5.2 Which selector should be used?

There are a number of different automatic selectors that produce asymptotically optimal kernel smoothers. Certainly, any such bandwidth selector is desirable but there may be data sets where a specific selector may outperform other candidates. This raises the question of which selector to use and how far a specific automatic bandwidth is from its optimum. A further interesting question is how close the deviations $d_\bullet(\cdot)$, evaluated at the asymptotically optimal bandwidth, are from the smallest possible deviations. The answers to these questions are surprising. All presented selectors are equivalent in an asymptotic sense. The speed at which an estimated bandwidth tends to the best possible bandwidth is extremely slow. In addition, theoretical studies show that the optimally data-driven bandwidth is negatively correlated with the best possible theoretical bandwidth.
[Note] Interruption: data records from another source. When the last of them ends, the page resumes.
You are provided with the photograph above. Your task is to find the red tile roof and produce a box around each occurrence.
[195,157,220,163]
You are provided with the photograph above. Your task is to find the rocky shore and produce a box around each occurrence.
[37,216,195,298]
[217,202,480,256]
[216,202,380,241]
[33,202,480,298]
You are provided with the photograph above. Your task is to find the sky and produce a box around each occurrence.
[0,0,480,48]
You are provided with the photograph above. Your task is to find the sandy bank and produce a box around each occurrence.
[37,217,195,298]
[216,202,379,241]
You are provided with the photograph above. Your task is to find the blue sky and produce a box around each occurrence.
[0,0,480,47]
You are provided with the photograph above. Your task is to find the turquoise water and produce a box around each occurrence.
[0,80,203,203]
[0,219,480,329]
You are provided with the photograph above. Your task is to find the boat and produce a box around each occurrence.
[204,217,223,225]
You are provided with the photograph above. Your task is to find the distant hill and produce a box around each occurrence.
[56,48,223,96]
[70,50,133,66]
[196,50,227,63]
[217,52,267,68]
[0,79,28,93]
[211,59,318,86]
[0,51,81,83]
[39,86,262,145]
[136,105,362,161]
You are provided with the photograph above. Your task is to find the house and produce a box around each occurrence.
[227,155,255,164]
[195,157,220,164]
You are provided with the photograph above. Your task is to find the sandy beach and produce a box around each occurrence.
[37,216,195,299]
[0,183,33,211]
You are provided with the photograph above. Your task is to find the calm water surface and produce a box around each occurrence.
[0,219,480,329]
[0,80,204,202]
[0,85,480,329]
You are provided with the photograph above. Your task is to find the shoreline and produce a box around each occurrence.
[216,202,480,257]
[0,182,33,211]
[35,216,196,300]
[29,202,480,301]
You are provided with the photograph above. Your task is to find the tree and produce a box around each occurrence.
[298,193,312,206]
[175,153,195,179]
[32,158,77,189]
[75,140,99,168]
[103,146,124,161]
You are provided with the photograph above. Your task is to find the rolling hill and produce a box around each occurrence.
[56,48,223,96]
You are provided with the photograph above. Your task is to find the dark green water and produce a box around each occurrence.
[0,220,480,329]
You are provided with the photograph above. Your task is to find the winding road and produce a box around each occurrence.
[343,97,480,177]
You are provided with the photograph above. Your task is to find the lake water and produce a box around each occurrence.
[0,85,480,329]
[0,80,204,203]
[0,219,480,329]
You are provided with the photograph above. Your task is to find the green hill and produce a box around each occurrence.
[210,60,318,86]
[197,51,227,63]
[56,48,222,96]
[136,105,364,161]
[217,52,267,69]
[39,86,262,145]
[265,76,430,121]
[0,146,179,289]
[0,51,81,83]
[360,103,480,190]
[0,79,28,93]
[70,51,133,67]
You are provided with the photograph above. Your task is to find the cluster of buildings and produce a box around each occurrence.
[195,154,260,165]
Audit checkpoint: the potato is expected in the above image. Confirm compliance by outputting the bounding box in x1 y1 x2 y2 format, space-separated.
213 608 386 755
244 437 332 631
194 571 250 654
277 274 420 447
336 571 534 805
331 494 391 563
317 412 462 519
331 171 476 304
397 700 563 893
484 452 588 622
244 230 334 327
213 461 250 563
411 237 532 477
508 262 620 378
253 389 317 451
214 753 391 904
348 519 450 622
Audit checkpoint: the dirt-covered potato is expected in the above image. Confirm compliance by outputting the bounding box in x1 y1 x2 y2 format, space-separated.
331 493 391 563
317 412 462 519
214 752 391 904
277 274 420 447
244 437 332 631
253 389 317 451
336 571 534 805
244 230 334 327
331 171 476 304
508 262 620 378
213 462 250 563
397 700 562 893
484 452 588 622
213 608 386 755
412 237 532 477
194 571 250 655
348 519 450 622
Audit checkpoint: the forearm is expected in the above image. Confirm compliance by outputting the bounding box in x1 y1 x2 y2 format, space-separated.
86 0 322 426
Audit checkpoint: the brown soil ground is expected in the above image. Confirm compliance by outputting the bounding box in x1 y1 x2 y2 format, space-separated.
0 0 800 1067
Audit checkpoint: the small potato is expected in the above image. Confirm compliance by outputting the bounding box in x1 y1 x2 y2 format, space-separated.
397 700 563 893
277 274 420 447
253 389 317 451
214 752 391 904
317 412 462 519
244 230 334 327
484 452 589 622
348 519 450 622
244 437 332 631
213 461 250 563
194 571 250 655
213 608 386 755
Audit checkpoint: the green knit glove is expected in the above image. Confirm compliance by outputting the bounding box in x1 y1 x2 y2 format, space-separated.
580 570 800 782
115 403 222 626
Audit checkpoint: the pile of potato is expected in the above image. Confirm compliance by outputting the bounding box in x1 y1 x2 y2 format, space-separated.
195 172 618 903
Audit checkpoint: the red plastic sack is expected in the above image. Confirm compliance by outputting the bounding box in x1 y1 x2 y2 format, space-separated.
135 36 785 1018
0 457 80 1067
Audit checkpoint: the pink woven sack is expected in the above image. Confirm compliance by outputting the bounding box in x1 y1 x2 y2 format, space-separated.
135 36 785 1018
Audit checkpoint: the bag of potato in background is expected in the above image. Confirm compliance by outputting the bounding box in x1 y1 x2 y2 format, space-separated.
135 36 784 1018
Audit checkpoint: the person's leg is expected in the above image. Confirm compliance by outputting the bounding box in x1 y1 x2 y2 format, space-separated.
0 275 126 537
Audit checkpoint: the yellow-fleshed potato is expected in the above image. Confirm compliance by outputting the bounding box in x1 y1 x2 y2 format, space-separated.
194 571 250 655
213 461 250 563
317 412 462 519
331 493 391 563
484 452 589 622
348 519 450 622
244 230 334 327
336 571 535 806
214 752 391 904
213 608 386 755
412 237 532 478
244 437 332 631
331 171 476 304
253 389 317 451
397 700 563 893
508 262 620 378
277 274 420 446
Unfortunately, the mathematics necessary to investigate this issue are rather complicated so I prefer to work in the fixed design model with equispaced design variables on the unit interval, that is, $\{ X_i=i/n\}_{i=1}^n $. Assume further that the $\varepsilon_i$ have common variance, $\sigma^2$, say. The kernel estimator proposed by Priestley and Chao (1972) is considered,

\begin{displaymath}\hat m_h(x)=n^{-1}\ \sum_{i=1}^n K_h(x-X_i)\ Y_i. \end{displaymath}

Extensions to random $X$-values and the case of a multivariate $X$-variate are possible but require substantially more work. The optimal bandwidth is taken here in this section to be $\hat h_0$, the minimizer of the average square error (ASE),

\begin{displaymath}d_A(h)=n^{-1}\ \sum_{i=1}^n ( \hat m_h(X_i)-m(X_i) )^2 \ w(X_i).\end{displaymath}

Of course, this is just one way to define an optimal bandwidth. An asymptotically equivalent measure of accuracy is the mean average square error (see Theorem 4.1.1)

\begin{displaymath}MASE = d_{MA}(h)=E d_A(h) .\end{displaymath}

Another good candidate for a selected bandwidth could therefore be $h_0$, the minimizer of $d_{MA}$. The optimal bandwidth $\hat h_0$ makes $\hat m_h$ as close as possible to the regression curve $m$ for the data set at hand, whereas $h_0$ tries to optimize an average distance over all possible data sets.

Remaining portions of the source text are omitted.